The Real Estate Roundtable on Thursday provided formal comments to Treasury Department and IRS officials regarding implementation guidance that could maximize real estate investment, capital and jobs into newly designated Opportunity Zone communities. Last week, the Treasury Department formally designated more than 8,700 low-income census tracts in the United States, Puerto Rico, and territories as qualified Opportunity Zones. (IRS Notice 2018-48 and Roundtable Weekly, June 22)
The Real Estate Roundtable provided formal comments regarding implementation guidance for newly designated Opportunity Zone communities.
- “Real estate development and redevelopment is a key component of any region’s economic strength and growth,” wrote Roundtable President and CEO Jeffrey DeBoer. “In our view, successful implementation of the Opportunity Zone program requires careful consideration of how the new rules will apply to real estate and real estate investment activities.”
- The Roundtable comments focus on: the certification of Opportunity Funds; the deferral or exclusion of gain; and the Opportunity Fund asset test, including questions regarding when real estate improvements constitute a qualified investment.
- Congress created Opportunity Zones in the Tax Cuts and Jobs Act to encourage long-term, capital investment in economically struggling, low-income communities.
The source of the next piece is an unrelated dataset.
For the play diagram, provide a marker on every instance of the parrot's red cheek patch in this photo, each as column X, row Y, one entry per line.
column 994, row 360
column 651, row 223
Opportunity Funds must invest in tangible business property located in a qualifying zone, which can include real estate, and the tax benefits are tied to the investment holding period. The capital gain on an Opportunity Fund investment is excluded from tax altogether if the asset is held for 10 years or more.
The Roundtable comments are the product of The Roundtable Tax Policy Advisory Committee (TPAC) Opportunity Zone Working Group. TPAC recently convened a panel on Opportunity Zones that included the tax counsel for Senator Tim Scott (R-SC), the original author and sponsor of Opportunity Zone legislation.